Hiroki Kameyama

Posted on Jul 4

AI Governance — EU AI Act Compliance, Risk Assessment, and Audit Logging

#ai #mlops #llm #python

Introduction

Through Chapter 7 (Multi-Agent), we have a complete, functioning AI system. The final step is building organizational infrastructure to operate AI safely over time.

[Before] Technical safety
Security → Block malicious input
Evals    → Measure quality

[Now] Organizational / regulatory safety
Governance   → Know what AI systems are in use
Risk mgmt    → Classify and assess risks
Audit logs   → Record who did what, when
EU AI Act    → Regulatory compliance

EU AI Act Status (as of June 2026)

The EU AI Act came into force on August 1, 2024, with full enforcement on August 2, 2026. Transparency rules (disclosing when users are interacting with AI, labeling AI-generated content) also take effect on that date.
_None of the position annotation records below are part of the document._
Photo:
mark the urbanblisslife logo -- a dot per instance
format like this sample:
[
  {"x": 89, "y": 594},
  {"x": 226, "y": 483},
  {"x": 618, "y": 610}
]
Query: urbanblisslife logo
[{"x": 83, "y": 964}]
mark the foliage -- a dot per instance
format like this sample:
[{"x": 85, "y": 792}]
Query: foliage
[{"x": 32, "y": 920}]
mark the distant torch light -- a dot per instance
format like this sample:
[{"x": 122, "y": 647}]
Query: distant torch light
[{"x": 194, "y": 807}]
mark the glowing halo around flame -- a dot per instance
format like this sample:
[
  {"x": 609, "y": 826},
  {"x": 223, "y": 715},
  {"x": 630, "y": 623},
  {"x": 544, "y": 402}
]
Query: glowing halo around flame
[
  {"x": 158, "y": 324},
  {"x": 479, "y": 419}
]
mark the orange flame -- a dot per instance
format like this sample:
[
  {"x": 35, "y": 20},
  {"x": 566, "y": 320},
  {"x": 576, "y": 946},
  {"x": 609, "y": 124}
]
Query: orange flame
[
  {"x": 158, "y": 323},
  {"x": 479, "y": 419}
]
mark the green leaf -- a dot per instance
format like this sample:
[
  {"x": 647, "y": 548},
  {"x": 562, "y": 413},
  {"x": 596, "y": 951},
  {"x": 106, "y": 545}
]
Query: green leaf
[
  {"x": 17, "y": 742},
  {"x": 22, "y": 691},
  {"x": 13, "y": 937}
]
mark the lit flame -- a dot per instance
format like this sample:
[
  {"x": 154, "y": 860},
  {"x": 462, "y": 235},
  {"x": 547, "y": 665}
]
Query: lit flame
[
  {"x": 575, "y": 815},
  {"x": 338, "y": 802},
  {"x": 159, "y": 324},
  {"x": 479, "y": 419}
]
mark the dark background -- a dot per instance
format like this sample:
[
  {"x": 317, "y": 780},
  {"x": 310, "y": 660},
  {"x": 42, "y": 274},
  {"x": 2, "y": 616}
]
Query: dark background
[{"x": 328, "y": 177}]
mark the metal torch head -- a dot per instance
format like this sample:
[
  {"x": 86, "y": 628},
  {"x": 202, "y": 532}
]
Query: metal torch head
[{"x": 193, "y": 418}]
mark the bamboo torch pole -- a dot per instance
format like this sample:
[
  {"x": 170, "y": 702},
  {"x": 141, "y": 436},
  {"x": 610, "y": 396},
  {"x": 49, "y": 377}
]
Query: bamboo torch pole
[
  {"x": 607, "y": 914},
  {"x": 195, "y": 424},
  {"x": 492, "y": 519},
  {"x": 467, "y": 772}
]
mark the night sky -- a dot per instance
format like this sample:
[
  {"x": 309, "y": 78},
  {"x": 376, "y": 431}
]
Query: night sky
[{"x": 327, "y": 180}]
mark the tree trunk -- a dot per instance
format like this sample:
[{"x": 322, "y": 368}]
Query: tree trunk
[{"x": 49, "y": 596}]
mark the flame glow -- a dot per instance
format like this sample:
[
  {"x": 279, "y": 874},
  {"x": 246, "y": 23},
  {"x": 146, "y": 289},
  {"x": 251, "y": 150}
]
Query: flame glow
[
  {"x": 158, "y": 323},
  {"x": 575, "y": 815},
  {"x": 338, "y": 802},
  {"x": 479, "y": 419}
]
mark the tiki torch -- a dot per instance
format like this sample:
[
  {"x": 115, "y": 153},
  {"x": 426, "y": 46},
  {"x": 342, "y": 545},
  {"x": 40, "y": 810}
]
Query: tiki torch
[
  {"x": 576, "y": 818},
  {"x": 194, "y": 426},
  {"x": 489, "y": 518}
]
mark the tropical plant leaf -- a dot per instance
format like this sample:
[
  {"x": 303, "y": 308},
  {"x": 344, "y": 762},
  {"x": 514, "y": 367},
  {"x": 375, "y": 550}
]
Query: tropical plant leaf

AI systems are classified into three risk tiers:

Risk Level	Description	Examples
Prohibited	Not permitted	Social scoring, manipulative AI
High Risk	Strict regulation	Hiring, credit scoring, law enforcement
Limited Risk	Transparency obligations	Chatbots, AI-generated content
Minimal Risk	No regulation	Spam filters, game AI

Our RAG system's classification: Limited Risk (chatbot). We are required to disclose to users that they are interacting with AI.

Directory Structure

pgvector-tutorial/
├── existing files
└── governance/
    ├── ai_registry.py       # ★ AI system inventory
    ├── risk_assessor.py     # ★ Risk assessment
    ├── audit_logger.py      # ★ Audit logging
    └── compliant_rag.py     # ★ Governance-compliant RAG

1. AI System Inventory — `governance/ai_registry.py`

Most organizations lack a systematic inventory of their AI systems, making risk classification and compliance planning difficult. Knowing what you have is the essential first step.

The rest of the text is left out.